Solo para dimensionar de qué tamaño es el tema de la inseguridad revisemos este dato: en 2014 se registraron 568 robos al transporte de carga; un año más tarde, la cifra fue de 986 atracos. La cifra es 73% mayor. Al primer semestre de 2016 ya han sido reportados 663 asaltos, 40% más que el mismo periodo de un año antes.

¿Qué tiene que suceder?, ¿qué hace falta por hacer?, ¿de quién es la responsabilidad?, ¿qué medidas hay que tomar?, ¿hasta dónde es jurisprudencia de unos y obligación de otros? Los delegados entrevistados así lo explican.

Guanajuato: la fuerza automotriz del bajío
La llegada de nuevas fábricas de la industria automotriz a Guanajuato no es casualidad. La ubicación geográfica, la mano de obra calificada y la conectividad con el resto del país son aspectos que han posicionado a la entidad como un ejemplo a seguir para otros estados de México.

Desde la trinchera del autotransporte, Enrique González Muñoz, delegado de la Cámara Nacional del Autotransporte de Carga (CANACAR) en León, explica que si bien Guanajuato es una de las entidades con empresas de gran trayectoria en el sector, las pequeñas y medianas son las que han alzado la mano para fortalecer tanto al gremio como a la región.

A través del certificado Marca Guanajuato, por ejemplo, el gobierno estatal ha dado un sello de garantía a las empresas que buscan ofrecer sus servicios a las empresas que están invirtiendo en el estado.
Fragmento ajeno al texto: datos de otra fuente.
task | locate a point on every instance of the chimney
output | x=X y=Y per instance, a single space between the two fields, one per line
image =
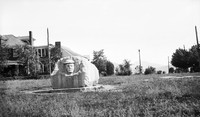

En sentido inverso, los que buscan proveeduría y transporte de calidad, ven en éstos seguridad y confiabilidad.

Por otro lado, el distintivo Transportando al País, ofrecido por la misma Cámara, ya está cosechando sus primeros resultados: un total de 38 empresas de la región ya han sido certificadas con este sello, además de que 11 transportistas de Guanajuato recientemente adquirieron la 9001.

“Como Cámara, en León y en todo el bajío, estamos apostando para desarrollar empresas medianas que se vuelvan grandes, micro que se vuelvan pequeñas y pequeñas que se vuelvan medianas. Lo importante es concientizar al empresario para que cumplan con los requisitos de la industria y puedan sumarse al boom de la industria automotriz”, asegura.

Capacitación para la profesionalización

A fin de contar con operadores mejor calificados y personal administrativo de primer nivel, el delegado explica que, en colaboración con el Gobierno estatal e instituciones educativas, han podido hacer frente al déficit de conductores que aqueja al sector.

Armadoras de vehículos pesados y marcas como Cummins han donado camiones, simuladores y ofrecido en comodato un motor. Por su parte, la CANACAR en León ha ofrecido 100 becas a operadores de tractocamión, que se suma a las iniciativas de empresas guanajuatenses que ya están desarrollando sus propios semilleros de conductores.

Y sobre la renovación del parque vehicular, el empresario señala que a pesar de que los guanajuatenses han adquirido unidades nuevas por convicción, el estímulo fiscal que ofrece la Secretaría de Comunicaciones y Transportes, a través del programa de chatarrización, no es accesible para todos, y una forma de poder acercarlo más al hombre-camión sería ofreciendo un porcentaje del valor total de la unidad, pues el tipo de cambio sigue siendo volátil y el apoyo se sigue dando en pesos.